For the adventure crowd, Moab is their personal Mecca, a place they have to reach at least once in their life. So it’s no surprise that in my effort to find a welder the previous day, I would see a bike with a familiar oval ADV sticker on the fender. After talking for a few moments with the bike’s owner, I was recommended to a certain bike shop in the area.
With the morning sun climbing higher into the sky, I forewent breakfast and loaded up the bike. I started the engine and released my grip on the clutch lever, watching as the back wheel spun, raised from the ground by the bike’s center stand. Locking the vise grip to what remained of my shifter shaft, I squeezed in the clutch and pulled up on my tool, ratcheting it until I thought it was in its top gear, then ratcheted it one down into 4th. I removed the vise grip, geared up, and set off for Arrowhead Motorsports.
I had expected a major store, similar to what I was familiar with in the bigger cities. It wasn’t. I pulled up to the house, where a rider with a small dirt bike was talking about tires with the owner. I told them described my situation, and the owner told me he couldn’t help me. He then half-heartedly suggested the small engine shop I had driven past the day before. Instead, I went for gas and would ride to Durango to test my luck there.
Still beside the pumps, I forced the bike into 5th, knowing it had power enough to get moving in its highest gear. Even still, I had to work the clutch just to get the bike to crawl its way up to speed. Once there though, it felt as normal as ever.
I cruised down the highway sans shifter, and slowly the landscape around me began to change. What had been red canyons had now become rolling green fields. As I crossed the border into Colorado, I felt less like I was going to the Rocky Mountains, and more like I was back in Oklahoma.
The feeling didn’t last long however, and soon the terrain became more mountainous as I approached Durango. I checked into the hotel early and immediately started looking for a welder. I found a shop in an industrial section on the other side of town, a place that specialized in making decorative mine carts. Unfortunately, they weren’t able to help me, but did suggest a sheet metal shop two buildings down.
After a fair bit of time pleading my case (“It was welded once before, so I know it can be done”) I managed to talk one of their guys into tackling the job. Immediately, I could tell he was different from the welder from California.
“Is there oil on the other side of that seal?” he asked me.
“Yes, and I’d kinda like to keep it that way” I replied, fearful that the second weld job would damage it even more.
“Good, that’ll help keep the seal cool.”
He then suggested I disconnect the battery, concerned that the amount of current he’d push through the bike during the procedure might fry the ECU. While I removed the seat, I overheard him explain to his apprentice “I want to use this core because I don’t know what metals I’m welding. This has a higher resin content, and that’ll give it a better bond.” Fully confident that this guy knew what he was doing, I watched him work, hoping to learn something that would fill the giant gap I had when it came to welding.

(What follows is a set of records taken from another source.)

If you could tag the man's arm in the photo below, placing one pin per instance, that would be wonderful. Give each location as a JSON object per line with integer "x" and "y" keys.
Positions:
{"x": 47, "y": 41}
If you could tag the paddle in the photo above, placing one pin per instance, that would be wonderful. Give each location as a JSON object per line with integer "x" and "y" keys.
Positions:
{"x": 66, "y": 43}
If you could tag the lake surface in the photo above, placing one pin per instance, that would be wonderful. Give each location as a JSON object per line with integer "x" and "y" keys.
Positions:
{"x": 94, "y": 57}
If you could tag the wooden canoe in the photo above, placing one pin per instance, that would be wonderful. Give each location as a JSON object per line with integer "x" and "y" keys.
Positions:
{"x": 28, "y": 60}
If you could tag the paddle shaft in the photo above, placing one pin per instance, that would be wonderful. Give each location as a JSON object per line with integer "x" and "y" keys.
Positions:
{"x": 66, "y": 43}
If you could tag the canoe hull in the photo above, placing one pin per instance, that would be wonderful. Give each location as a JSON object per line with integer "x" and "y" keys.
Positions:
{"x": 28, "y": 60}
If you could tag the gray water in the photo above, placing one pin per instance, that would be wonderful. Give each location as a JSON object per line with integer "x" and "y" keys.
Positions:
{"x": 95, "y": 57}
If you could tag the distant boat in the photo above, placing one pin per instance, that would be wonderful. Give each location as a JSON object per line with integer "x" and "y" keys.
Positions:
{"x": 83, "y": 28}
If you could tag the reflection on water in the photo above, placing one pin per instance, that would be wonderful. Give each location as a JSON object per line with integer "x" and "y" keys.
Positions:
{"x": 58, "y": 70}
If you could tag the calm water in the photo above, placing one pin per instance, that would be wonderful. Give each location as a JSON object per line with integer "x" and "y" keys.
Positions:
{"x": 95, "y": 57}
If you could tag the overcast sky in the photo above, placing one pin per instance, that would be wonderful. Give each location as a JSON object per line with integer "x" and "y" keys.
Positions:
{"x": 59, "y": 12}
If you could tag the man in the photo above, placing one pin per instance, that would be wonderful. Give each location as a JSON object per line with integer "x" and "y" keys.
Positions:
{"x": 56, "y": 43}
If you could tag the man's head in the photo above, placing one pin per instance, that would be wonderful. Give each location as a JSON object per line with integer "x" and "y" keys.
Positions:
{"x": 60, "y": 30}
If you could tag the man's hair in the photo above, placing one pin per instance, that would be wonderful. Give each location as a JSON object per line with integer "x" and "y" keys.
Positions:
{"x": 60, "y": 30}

A short time and $37.50 later, I left the shop on a bike that I felt could take me the rest of the way home. But that was still a long ways off yet. For now, I simply headed back to the hotel to relax for a little while before dinner. That evening, I parked my bike at a motorcycle specific parking meter, next to a Kawasaki touring bike. It reminded me slightly of the Triumph trophy I had seen a week or so back, and I took a picture of it, texting it to Alyssa. “Something like that would be much more comfortable for you and I to ride together,” I told her. She agreed.
After a couple blocks of walking, I walked through the open doors of the pizzeria. “Fired Up” it was called, in reference to their wood fired pizza oven. I placed my helmet on the bar, and stripped out of my jacket, hanging it over the back of my bar chair. Immediately I was handed a menu by the barhop, an attractive brunette wearing an Abercrombie hat, and a hip, styled T-shirt. She asked for my drink order, and since it was still happy hour, I ordered. Drink of choice: a local hefeweissen.
We talked some, as I looked over the menu, and eventually ordered my pizza. (The “Vesuvius” – pepperoni, garlic, red peppers, homemade thin crust.) Seeing my gear, she asked me if I was simply passing through, and I told her my story. Having traveled through so many small towns, and curious about what brings people to them, I asked her for her story. Turns out that a year and a half earlier, she had moved to town from Denver for her boyfriend. They split up shortly afterwards, and when he moved back, she chose to stay.
After a good dinner, I took a short tour of the town. Walking down Durango’s main street, I noticed a guy walking towards me. He wore a black leather jacket, with a white stripe running down the sleeve. A very classic motorcycle racer’s jacket. He saw me, wearing my Kilimanjaro and holding my helmet and, asked me the question: “what do you ride?” “A Triumph” I replied, smiling. “F___ you” he said, as he flipped me the bird. I was shocked. Not at all the reaction I expected. He then explained he was between bikes at the moment. Never did really know what he meant by that. The whole exchange took less than 15 seconds. We never quit walking our separate directions.